Inflation has hovered between 25 and 30 percent. High costs and a shaky currency have squeezed both startups and their backers.
The pressure has forced many Nigerian firms to cut staff and delay expansion. Survival and profitability have replaced fast growth as the goal.
None of this erases Nigeria’s scale or its deep pool of founders. But it has handed Kenya the opening to take the lead.
The rest of the field
Kenya’s rise does not mean the others have faded. Egypt remains a powerhouse, with a large domestic market and a deep bench of founders.
South Africa still hosts the continent’s most developed financial system. Nigeria, for all its troubles, retains the largest pool of startups anywhere in Africa.
What has changed is the pecking order for fresh capital. In 2026, investors have voted with their cheque books, and Nairobi is winning the vote.
What it takes to keep the lead
Holding the top spot will not be automatic.

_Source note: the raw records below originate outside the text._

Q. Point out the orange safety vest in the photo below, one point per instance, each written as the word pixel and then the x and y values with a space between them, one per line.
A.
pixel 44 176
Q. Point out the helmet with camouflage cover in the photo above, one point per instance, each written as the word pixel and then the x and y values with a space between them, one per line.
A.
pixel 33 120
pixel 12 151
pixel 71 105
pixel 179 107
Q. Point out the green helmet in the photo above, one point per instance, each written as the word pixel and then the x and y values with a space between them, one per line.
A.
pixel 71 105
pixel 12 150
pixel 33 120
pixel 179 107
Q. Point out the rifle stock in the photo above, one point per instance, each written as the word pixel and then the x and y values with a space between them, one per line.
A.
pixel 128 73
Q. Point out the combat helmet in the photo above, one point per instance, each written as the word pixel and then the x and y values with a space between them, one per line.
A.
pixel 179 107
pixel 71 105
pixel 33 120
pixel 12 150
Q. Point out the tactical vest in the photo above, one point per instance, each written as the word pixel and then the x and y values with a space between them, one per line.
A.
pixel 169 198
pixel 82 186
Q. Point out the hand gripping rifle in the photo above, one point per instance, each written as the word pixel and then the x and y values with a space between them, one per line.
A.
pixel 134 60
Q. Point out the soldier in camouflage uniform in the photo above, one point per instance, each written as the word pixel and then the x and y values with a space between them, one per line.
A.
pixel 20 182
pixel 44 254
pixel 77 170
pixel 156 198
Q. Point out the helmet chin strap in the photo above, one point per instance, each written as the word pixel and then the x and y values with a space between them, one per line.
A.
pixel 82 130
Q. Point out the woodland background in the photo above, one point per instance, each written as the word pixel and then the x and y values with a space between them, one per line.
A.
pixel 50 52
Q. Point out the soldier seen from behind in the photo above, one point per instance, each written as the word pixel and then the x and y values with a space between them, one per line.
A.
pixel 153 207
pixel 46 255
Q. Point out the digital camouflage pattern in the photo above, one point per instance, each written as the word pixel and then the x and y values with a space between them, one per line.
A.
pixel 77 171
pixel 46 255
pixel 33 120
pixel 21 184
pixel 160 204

Kenya must show its clean-energy champions can turn scale into steady profit.
A concentrated funding base carries its own risk. When a handful of firms drive most of the money, a stumble by any one of them is felt widely.
Broader sectors, from health to agriculture technology, would make the ecosystem more resilient. That breadth is the next test for Nairobi.
Policy will matter too. Stable rules on data, taxes and foreign ownership help investors plan beyond a single funding round.
For now, though, Kenya can enjoy a milestone years in the making. It has turned a reputation for innovation into the continent’s biggest share of venture capital.
What it means for the continent
The contest between Nairobi and Lagos is a healthy one. It pushes both hubs to improve the rules, funding and talent that startups need.
Egypt and South Africa remain strong players close behind. The African map of technology now has several serious centres, not one.
For investors weighing the continent, the message is to look past headline deal counts. In 2026, Kenya has shown that the size of the cheque is what counts.
Frequently asked questions
Has Kenya overtaken Nigeria in startup funding?
Yes. Kenya raised 984 million dollars in 2025, nearly a third of Africa’s total, and led the continent on capital raised in early 2026.
Why is Kenya attracting more startup money?
Large clean-energy firms such as d.light, Sun King and M-Kopa drew big cheques, making up about 82 percent of Kenya’s 2025 funding.
Does Nigeria still lead on deals?
Nigeria recorded the most transactions, 205 in 2025, but its average deal was 1.6 million dollars against Kenya’s 6.9 million.
What held Nigeria back?
A weak naira near 1,420 to the dollar and inflation between 25 and 30 percent squeezed startups and their investors.